By Aliya Hana Hussain
From Center for Constitutional Rights | Original Article
Omar Khadr should have never been brought to Guantánamo. At 15 years old, he was just a child when he was captured, and his 10-year detention, prosecution for purported war crimes, and torture by the U.S. government was unlawful. Yet 15 years later, it is Canada, not the U.S., that is owning up to its role in his abuse; when Khadr, a Canadian citizen, was brought to Guantánamo, Canadian federal officials interrogated him. The Canadian government recently offered Khadr a formal apology and paid him 10.5 million Canadian dollars in damages in a settlement for the torture he suffered while detained. In 2010, the Supreme Court of Canada ruled that the actions of the Canadian federal officials who interrogated Khadr violated Canadian law regarding the treatment of child soldiers, and were complicit in his torture.
No apology or amount of money can reverse time or remove the psychological and physical scars of his experience, but they are vital steps toward justice. Like hundreds of men who have been released from the prison since 2002, Khadr is trying to move beyond Guantánamo. “Right now, I’m focused on my future,” he said in a recent interview, adding that he hopes this will be a time for “reconciliation, remembrance, [and] healing.”
Redress for victims of torture is a universal right enshrined in the UN Convention Against Torture — a fact dismissed by both critics of Canada’s widely publicized apology and the U.S. government. President Obama, who advocated for Guantánamo’s closure and publicly acknowledged that “we tortured some folks,” failed in the same breath to say what would have mattered the most: that he was sorry we tortured those folks. Substantively, he failed to use his power to open any credible investigation and call former Bush officials responsible for the torture program to account. Over the last 15 years, more than 700 men have been released from Guantánamo, and to this day, not one has received compensation or an apology from the U.S.

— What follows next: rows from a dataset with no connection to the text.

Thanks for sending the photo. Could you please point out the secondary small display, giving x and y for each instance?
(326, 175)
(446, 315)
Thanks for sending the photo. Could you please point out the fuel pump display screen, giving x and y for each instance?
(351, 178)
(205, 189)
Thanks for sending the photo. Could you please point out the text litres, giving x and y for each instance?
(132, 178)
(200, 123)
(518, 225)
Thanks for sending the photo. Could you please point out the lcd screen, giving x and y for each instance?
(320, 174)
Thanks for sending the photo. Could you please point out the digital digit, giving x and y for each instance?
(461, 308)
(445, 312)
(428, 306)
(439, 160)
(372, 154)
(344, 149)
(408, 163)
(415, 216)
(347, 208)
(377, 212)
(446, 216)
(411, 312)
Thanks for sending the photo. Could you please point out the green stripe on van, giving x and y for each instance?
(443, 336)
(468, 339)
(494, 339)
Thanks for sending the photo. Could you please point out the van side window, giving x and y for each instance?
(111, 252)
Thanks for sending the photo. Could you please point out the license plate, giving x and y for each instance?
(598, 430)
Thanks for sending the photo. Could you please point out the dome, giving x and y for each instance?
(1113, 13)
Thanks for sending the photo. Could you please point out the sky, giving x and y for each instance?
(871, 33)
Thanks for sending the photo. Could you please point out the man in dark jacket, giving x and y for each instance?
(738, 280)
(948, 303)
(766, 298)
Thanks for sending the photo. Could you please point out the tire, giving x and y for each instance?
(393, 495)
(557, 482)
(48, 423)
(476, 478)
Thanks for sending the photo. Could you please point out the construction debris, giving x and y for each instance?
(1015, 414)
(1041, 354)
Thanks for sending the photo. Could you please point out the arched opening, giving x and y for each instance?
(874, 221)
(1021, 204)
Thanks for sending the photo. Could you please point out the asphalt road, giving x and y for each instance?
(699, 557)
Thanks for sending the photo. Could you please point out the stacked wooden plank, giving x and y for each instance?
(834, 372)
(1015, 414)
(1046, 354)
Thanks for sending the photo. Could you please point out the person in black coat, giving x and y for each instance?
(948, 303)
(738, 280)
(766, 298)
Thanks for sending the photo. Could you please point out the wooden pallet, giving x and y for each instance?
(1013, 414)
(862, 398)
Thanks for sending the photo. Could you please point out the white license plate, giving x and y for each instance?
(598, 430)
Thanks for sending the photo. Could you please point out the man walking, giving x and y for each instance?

Canada’s apology to Khadr is part of the country’s history of complicity with post-9/11 U.S. torture. Canada conducted an extensive public commission of inquiry into the role of Canadian officials in the 2002 “extraordinary rendition” of CCR client Maher Arar to Syria, where he was tortured and held in brutal conditions of confinement for a year. In 2007, former Prime Minister Stephen Harper, part of the Conservative party, formally apologized to Arar, a Syrian-born Canadian, and provided $10 million to settle his claims. In 2011, when President George W. Bush visited Canada, CCR and the Canadian Centre for International Justice (CCJI) lodged a detailed indictment against him with the attorney general on behalf of four men who had been detained and tortured by the U.S. Under the principle of universal jurisdiction, state parties to the Convention Against Torture are obligated to investigate and prosecute people responsible for torture present on their territory, even if they were committed in another country. Canada failed to do so, Bush left without incident, and CCR and CCIJ filed a complaint with the Committee Against Torture, which unfortunately dismissed the complaint on procedural grounds.
As the Canadian government makes this crucial gesture toward Khadr, the lack of accountability and redress from the U.S. government across now three administrations stands in glaring contrast. Since 9/11, CCR has tried on several occasions to sue officials responsible for torture and detainee abuse, but Congress and the courts have blocked efforts to hold them liable. Victims denied relief from the U.S. have had to search elsewhere for it — in foreign countries and international courts, and before human rights bodies such as the United Nations and Inter-American Commission on Human Rights.
And now that Donald Trump is in office, we are left wondering whether there will be anything resembling justice for torture survivors. Trump said torture “absolutely” works, and campaigned on a promise to fill Guantánamo “with some bad dudes.” Draft executive orders that were leaked earlier this year contemplated a return to CIA black sites, torture, and worsening conditions at Guantánamo, which currently houses only forty-one men. Earlier this month, Attorney General Jeff Sessions and his deputy, Rod Rosenstein, traveled to Guantánamo to get “an up-to-date understanding of current operations,” showing no sign that Trump intends to end 15 years of indefinite detention and lawlessness.
Recent history has shown that no branch of the U.S. government has supported meaningful accountability when those who have suffered are Muslim, but that doesn’t mean we will stop demanding it. Accountability is as much about achieving justice for survivors as it is making sure such heinous crimes are never repeated. We will continue fighting for justice in the courts and supporting the global movement to resist the normalization of torture in the name of “national security” as the Trump administration ramps up the machinations of the war machine. The lives of so many like Omar Khadr are counting on it — they too deserve their day in court and the opportunity to move forward.